Pregunta

I have the following code for testing purposes

for( int i = 0; i < 5 ; i++ ) {   
   var url = "http://myserver.com/Warmup";
   var request = WebRequest.Create(url);
   using (WebResponse response = request.GetResponse()) {
       using (var stream = response.GetResponseStream()) {
           using (var reader = new StreamReader(stream)) {
               reader.ReadToEnd();
           }
       }
   }
}

When I run it with Fiddler I see that only the first request has Connection: Keep-Alive header.

This means that if the server is IIS programmed to shutdown the application pool after some time of inactivity and that pool shutdown happens after the first request but before the next one then the next request that comes from the client will not have Connection: Keep-Alive set and so keep-alive will not kick in.

Why is Connection: Keep-Alive only sent for the first request and not for the later requests?

¿Fue útil?

Solución

HTTP/1.1 uses keep-alive connections by default. A client or server must explicitly indicate that they don't want Keep-Alive behavior by sending a Connection: close header.
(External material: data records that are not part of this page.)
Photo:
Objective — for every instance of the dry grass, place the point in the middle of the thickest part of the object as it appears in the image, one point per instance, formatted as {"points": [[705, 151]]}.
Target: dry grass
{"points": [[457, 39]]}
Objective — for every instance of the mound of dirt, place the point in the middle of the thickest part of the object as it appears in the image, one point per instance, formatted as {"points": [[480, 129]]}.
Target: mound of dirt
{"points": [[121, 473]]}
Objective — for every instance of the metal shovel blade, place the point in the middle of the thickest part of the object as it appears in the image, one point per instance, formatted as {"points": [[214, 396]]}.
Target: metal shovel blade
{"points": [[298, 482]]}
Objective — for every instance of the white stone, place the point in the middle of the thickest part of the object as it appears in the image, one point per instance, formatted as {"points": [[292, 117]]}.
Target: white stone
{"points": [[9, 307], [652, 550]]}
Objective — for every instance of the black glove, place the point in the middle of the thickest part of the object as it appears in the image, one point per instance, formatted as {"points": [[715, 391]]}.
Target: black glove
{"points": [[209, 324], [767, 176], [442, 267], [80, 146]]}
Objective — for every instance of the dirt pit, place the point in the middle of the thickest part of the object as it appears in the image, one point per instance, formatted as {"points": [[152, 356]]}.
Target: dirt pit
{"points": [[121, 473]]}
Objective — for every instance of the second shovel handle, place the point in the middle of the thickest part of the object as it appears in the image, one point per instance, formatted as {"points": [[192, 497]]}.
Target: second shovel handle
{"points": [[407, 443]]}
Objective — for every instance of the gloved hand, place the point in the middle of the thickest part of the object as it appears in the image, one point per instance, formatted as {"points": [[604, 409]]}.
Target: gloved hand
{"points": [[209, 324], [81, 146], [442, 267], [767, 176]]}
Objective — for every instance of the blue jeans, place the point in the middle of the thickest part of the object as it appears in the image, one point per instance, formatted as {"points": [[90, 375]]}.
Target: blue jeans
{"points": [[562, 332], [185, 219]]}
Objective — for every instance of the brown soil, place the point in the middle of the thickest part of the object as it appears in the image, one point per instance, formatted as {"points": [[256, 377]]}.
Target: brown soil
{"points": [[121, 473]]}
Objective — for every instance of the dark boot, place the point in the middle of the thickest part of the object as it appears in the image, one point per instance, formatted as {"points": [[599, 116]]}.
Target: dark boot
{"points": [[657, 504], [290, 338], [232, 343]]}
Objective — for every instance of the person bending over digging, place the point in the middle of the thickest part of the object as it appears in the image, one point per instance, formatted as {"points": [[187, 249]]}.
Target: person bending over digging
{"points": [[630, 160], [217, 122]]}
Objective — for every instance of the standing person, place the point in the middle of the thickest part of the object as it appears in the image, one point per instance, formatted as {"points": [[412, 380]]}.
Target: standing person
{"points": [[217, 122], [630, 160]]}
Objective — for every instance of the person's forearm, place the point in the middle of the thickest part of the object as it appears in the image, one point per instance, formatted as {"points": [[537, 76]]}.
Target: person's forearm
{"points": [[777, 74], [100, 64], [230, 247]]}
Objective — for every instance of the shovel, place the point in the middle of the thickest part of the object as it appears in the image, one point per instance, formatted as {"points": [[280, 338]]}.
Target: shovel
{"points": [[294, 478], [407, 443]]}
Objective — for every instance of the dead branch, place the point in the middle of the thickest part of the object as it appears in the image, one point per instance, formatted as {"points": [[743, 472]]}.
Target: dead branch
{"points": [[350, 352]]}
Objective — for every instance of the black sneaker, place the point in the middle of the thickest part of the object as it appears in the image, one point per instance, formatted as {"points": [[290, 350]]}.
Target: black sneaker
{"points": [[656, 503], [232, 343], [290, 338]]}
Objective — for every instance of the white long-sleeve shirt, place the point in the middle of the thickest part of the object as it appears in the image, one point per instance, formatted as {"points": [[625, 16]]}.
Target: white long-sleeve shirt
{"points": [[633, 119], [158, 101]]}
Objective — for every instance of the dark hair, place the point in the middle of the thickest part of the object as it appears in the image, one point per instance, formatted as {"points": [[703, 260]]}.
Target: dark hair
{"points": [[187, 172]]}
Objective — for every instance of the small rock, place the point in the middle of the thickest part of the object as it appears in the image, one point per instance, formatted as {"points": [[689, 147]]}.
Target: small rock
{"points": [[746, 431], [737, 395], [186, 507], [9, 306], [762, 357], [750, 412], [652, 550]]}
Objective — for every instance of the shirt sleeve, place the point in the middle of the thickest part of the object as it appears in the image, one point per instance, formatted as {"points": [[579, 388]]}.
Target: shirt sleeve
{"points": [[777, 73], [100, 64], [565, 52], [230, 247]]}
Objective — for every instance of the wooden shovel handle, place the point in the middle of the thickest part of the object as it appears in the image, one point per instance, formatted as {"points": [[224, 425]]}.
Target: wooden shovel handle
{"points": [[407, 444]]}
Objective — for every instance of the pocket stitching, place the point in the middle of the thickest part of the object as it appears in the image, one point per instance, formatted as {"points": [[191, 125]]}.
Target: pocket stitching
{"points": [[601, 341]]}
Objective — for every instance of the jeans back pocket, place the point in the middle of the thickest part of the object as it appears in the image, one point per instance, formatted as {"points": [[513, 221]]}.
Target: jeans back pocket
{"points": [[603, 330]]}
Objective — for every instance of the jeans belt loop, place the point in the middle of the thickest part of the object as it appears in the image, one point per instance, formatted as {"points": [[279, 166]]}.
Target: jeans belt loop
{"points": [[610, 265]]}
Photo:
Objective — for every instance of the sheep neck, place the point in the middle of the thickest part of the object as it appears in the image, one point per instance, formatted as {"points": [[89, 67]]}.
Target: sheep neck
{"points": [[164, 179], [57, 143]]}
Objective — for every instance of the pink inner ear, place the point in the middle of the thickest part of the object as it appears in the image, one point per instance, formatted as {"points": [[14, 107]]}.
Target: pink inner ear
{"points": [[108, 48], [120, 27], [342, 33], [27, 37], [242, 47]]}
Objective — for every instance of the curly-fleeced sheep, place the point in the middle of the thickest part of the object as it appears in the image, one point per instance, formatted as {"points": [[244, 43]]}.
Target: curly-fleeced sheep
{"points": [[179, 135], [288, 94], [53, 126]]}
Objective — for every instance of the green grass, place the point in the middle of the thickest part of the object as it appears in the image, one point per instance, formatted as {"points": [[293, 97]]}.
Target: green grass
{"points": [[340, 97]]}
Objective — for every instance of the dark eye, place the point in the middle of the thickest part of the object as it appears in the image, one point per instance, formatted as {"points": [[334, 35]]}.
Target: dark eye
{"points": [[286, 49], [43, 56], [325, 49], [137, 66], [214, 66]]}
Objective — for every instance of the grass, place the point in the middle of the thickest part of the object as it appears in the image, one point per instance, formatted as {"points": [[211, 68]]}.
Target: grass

The Connection: Keep-Alive header is sent on the first request only because the client doesn't yet know whether the server supports HTTP/1.1 or if it will return a HTTP/1.0 response. After the server confirms that it supports HTTP/1.1 by sending a response using that version, the client knows that it can safely drop the redundant header.

Otros consejos

I think it is because you are using a TCP connection for the request. Just as mentioned here the server creates one TCP connection which is in charge of all the requests you are performing.

Since TCP uses a three way handshake the server and client always know if the connection is still available or not. So everytime the server closes a connection it will send a so called FIN bit to the client so that the client knows that the connection is not established anymore.

Although you create the webrequest 5 times, the client already knows the request because it is available in its TCP/IP pool and can reuse the connection, unless the client demands to end the connection finally.

You can find more information in this wikipedia article about this topic.